I will defer to external resources for a full discussion of the philosophy of testing, but I generally think of tests as an aid to my future debugging. If I make a change that breaks something then I want my tests to catch that and to make it clear what has broken. As such I generally put tests that check very basic properties of my code early on in the file and then follow them with tests that probe more subtle things or more obscure edge cases.

test_exact_energies checks that the energies of our exact states come out as we calculated they should in chapter 1. This is testing a very limited space of the possible inputs to energy so we’d like to find some way to be more confident that our implementation is correct.

One is to test multiple independent implementations against one another: test_energy_implementations checks our numpy implementation against our numba one.
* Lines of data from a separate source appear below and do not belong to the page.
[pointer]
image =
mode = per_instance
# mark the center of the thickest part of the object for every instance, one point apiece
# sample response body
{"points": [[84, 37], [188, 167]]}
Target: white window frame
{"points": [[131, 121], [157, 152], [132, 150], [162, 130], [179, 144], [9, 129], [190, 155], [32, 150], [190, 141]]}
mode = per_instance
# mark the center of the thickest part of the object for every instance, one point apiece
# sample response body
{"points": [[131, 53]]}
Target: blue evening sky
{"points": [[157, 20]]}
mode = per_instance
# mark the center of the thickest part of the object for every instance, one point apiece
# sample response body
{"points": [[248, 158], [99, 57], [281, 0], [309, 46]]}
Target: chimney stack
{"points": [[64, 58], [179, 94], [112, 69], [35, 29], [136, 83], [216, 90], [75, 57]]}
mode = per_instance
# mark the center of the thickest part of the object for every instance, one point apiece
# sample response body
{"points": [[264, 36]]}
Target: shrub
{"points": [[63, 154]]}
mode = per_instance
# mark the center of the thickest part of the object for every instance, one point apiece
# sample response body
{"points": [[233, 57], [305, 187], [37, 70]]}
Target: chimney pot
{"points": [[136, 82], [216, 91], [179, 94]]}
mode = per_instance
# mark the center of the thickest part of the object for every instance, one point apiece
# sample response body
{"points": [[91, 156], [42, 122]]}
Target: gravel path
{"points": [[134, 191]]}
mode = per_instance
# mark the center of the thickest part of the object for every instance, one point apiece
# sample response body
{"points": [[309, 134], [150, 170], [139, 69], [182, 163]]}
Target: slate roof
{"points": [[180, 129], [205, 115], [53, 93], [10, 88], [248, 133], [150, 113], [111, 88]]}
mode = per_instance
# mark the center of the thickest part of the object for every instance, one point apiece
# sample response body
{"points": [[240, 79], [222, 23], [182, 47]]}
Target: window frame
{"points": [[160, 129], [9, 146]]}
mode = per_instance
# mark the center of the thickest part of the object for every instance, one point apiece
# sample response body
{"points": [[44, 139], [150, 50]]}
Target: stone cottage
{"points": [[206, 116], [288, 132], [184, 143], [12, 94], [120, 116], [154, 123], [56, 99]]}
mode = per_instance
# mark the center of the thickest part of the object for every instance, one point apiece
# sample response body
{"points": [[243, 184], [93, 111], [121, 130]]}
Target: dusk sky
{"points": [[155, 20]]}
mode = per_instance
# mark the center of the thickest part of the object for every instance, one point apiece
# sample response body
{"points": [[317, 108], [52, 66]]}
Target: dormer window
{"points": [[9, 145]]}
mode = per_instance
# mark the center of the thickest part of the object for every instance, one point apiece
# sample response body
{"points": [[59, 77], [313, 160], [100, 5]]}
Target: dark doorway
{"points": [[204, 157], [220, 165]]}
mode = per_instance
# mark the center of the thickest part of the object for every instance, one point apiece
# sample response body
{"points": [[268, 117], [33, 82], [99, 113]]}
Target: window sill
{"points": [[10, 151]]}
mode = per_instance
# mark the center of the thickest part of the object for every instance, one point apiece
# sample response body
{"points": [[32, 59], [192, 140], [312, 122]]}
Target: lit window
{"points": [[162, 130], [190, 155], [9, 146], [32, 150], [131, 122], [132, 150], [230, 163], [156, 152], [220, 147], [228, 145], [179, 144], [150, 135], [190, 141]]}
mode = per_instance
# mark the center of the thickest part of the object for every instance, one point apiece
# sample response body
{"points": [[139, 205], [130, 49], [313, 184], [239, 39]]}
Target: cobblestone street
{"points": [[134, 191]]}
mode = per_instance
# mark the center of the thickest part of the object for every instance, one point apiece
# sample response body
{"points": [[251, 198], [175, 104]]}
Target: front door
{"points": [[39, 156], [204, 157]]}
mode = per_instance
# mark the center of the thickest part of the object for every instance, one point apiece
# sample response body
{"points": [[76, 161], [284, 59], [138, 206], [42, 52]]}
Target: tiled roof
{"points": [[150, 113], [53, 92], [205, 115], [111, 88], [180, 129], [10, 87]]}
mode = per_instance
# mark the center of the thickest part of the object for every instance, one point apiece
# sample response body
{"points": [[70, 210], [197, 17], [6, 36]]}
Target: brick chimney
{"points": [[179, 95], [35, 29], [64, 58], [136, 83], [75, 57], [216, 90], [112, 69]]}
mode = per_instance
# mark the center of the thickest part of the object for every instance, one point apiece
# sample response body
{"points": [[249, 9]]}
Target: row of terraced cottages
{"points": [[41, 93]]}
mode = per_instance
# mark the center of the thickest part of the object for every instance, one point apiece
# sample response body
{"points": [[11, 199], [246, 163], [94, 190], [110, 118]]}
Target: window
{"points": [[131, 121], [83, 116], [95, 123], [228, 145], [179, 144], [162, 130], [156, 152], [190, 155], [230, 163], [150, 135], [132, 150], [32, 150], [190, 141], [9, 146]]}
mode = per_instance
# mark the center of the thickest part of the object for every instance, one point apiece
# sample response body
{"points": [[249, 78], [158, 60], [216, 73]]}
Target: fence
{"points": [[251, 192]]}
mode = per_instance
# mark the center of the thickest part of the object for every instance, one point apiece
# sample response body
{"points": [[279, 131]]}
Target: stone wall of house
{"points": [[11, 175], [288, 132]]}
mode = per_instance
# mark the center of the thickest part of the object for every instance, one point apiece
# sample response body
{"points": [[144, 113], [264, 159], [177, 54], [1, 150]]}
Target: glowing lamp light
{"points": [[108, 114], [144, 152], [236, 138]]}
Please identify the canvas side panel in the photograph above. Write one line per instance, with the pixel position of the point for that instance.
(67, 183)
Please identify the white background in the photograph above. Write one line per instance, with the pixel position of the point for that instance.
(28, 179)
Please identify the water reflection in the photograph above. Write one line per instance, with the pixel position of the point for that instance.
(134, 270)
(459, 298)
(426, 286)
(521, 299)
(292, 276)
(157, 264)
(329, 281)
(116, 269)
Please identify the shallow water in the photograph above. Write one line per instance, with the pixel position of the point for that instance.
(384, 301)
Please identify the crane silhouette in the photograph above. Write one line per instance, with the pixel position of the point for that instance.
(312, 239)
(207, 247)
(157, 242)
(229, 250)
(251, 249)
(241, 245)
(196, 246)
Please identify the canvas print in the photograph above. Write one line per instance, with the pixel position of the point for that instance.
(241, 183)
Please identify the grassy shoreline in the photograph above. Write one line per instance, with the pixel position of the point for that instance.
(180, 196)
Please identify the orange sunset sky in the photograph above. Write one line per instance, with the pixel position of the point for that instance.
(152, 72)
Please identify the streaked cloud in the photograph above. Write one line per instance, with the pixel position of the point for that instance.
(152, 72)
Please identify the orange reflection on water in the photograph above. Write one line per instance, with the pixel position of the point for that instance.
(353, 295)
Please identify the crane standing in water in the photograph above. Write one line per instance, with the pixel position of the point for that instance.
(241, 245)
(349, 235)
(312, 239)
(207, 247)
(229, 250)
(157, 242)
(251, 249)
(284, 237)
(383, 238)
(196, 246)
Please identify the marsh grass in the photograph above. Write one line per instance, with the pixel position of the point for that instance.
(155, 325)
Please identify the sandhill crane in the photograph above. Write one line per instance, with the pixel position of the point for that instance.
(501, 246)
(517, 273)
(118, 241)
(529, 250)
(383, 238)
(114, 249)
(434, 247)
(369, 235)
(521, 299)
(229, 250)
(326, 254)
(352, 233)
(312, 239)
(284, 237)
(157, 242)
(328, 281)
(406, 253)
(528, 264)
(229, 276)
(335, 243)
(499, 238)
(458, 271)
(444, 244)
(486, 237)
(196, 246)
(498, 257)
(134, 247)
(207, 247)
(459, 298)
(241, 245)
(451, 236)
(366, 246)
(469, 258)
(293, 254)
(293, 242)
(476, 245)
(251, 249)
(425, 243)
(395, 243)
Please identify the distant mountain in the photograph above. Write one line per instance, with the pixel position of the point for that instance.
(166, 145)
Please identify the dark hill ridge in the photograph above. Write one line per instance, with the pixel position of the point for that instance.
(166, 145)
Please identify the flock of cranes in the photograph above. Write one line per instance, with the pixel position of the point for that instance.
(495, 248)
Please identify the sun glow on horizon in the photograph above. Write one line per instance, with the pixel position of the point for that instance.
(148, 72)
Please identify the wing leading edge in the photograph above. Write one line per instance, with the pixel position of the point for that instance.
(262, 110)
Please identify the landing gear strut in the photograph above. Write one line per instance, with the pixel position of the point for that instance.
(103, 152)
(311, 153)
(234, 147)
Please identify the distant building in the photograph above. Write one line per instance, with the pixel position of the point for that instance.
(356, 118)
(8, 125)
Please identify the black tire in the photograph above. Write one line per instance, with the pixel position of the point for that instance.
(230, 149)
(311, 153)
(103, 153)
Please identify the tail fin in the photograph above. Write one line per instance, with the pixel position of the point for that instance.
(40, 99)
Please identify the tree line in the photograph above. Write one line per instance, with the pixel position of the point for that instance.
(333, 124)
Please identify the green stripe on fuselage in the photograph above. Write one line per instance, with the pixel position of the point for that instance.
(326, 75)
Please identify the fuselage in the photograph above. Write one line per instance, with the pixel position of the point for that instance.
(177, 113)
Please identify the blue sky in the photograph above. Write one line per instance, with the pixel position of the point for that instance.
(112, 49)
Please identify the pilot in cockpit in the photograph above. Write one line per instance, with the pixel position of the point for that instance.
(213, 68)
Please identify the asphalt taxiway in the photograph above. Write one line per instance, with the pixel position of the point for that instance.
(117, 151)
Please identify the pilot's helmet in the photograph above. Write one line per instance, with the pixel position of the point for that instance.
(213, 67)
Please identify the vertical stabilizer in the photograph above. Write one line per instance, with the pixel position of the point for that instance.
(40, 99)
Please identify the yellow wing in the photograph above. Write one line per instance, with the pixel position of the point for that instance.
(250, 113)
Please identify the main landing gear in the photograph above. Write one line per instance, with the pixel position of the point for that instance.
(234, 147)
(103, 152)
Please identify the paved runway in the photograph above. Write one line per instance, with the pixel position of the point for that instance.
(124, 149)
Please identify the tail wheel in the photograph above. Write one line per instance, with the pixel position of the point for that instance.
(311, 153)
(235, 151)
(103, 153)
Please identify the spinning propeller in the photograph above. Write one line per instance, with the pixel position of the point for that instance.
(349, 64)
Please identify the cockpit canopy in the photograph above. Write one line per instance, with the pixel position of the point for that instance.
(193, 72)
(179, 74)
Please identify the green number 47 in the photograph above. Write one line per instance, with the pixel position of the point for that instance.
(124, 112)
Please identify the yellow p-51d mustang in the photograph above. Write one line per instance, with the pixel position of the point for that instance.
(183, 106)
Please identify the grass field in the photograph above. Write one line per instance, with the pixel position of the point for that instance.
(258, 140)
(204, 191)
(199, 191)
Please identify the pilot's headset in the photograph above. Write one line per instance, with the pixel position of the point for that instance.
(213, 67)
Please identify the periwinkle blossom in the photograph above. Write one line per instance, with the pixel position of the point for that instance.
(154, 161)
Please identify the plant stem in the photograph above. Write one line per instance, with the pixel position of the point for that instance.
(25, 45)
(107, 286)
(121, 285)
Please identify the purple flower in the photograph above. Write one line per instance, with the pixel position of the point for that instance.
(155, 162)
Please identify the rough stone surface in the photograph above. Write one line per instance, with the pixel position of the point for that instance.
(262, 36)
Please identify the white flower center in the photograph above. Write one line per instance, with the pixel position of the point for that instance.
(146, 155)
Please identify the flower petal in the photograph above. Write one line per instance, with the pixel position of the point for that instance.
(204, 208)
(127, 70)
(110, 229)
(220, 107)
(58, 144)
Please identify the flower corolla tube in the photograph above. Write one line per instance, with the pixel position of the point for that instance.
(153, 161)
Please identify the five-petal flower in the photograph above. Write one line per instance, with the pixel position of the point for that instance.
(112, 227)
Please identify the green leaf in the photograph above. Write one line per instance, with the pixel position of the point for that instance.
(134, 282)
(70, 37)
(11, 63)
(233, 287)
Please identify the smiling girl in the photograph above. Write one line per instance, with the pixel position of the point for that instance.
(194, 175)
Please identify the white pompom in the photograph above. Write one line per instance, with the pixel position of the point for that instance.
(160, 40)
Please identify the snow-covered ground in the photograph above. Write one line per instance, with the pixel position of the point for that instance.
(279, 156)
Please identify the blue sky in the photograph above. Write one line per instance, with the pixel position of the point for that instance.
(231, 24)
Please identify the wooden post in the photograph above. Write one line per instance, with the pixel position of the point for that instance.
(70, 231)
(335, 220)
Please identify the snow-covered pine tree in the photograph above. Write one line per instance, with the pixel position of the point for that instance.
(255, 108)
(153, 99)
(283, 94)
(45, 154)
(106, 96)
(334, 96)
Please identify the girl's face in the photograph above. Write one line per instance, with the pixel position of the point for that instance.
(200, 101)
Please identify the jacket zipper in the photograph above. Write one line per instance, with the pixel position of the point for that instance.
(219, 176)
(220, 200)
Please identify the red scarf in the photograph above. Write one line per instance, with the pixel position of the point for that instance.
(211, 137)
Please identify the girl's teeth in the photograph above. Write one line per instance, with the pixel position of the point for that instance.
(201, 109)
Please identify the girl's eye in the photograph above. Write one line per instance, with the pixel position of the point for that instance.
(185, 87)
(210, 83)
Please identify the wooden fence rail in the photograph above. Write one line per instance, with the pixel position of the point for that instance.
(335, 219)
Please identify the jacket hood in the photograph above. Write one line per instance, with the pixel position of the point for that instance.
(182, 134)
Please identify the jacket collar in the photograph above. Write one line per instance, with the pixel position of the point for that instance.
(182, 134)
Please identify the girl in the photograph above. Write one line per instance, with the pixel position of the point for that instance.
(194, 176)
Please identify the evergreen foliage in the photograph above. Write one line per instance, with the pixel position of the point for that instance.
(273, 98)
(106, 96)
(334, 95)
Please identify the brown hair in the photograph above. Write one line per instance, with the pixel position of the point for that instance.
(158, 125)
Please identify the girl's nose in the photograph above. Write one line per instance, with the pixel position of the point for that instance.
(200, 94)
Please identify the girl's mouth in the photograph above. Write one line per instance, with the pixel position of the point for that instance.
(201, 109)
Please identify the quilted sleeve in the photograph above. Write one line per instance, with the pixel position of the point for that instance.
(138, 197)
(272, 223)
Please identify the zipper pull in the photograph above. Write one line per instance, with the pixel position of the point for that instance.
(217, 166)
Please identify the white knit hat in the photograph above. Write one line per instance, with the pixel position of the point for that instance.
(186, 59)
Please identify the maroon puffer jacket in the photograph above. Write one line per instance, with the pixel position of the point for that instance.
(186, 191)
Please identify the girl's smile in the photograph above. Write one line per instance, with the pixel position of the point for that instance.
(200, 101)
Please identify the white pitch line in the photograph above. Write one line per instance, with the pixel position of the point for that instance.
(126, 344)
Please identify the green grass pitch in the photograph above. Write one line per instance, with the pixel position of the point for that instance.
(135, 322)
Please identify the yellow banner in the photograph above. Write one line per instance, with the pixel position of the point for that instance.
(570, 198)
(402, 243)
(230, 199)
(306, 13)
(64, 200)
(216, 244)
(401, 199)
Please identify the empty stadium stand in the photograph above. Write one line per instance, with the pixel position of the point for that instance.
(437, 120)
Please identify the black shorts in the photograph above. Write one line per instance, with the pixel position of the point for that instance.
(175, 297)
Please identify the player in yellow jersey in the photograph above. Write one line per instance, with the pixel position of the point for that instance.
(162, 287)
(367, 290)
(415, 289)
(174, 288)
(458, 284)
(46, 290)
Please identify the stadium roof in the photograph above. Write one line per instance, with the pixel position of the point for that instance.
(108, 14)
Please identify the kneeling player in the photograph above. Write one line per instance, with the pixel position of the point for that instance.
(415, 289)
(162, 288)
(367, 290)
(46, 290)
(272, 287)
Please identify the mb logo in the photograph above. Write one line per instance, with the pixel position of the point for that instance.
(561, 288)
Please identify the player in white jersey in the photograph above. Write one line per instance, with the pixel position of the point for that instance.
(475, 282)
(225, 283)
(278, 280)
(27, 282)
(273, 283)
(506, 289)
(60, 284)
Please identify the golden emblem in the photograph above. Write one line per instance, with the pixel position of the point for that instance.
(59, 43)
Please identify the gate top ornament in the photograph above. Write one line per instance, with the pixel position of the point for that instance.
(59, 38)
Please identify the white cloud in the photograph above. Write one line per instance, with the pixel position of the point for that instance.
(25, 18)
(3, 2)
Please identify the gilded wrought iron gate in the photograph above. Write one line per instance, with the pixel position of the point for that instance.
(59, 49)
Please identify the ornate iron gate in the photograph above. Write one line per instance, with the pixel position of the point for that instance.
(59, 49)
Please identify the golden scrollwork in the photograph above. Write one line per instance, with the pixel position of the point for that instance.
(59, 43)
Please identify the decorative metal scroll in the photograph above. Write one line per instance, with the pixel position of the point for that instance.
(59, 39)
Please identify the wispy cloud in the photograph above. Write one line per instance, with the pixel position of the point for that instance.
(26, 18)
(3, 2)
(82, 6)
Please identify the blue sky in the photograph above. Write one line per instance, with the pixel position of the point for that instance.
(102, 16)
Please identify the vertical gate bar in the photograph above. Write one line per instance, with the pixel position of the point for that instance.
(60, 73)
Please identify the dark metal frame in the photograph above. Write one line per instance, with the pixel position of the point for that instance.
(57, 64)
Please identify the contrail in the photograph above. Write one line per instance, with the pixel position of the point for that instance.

This should catch implementation bugs because it’s unlikely we will make the same such error in both implementations.

def test_energy_implementations():
    for state in states:
        assert np.allclose(energy(state), energy_numpy(state))

However, if we have made some logical errors in how we’ve defined the energy, that error will likely appear in both implementations and thus won’t be caught by this.

Generally what we will do now, is that as we write more code or add new functionality we will add tests to check that functionality.

Coverage Testing¶

A useful aspect of testing is coverage. This involves looking at how much of your code is actually ‘covered’ by the tests you’ve written. That is, which individual lines of your code are actually being run by your tests. Tools like pytest-cov can measure coverage. Unfortunately Numba does not play super well with pytest-cov, so we have to turn off Numba using an environment variable so that we can run pytest-cov and generate the ‘test report’.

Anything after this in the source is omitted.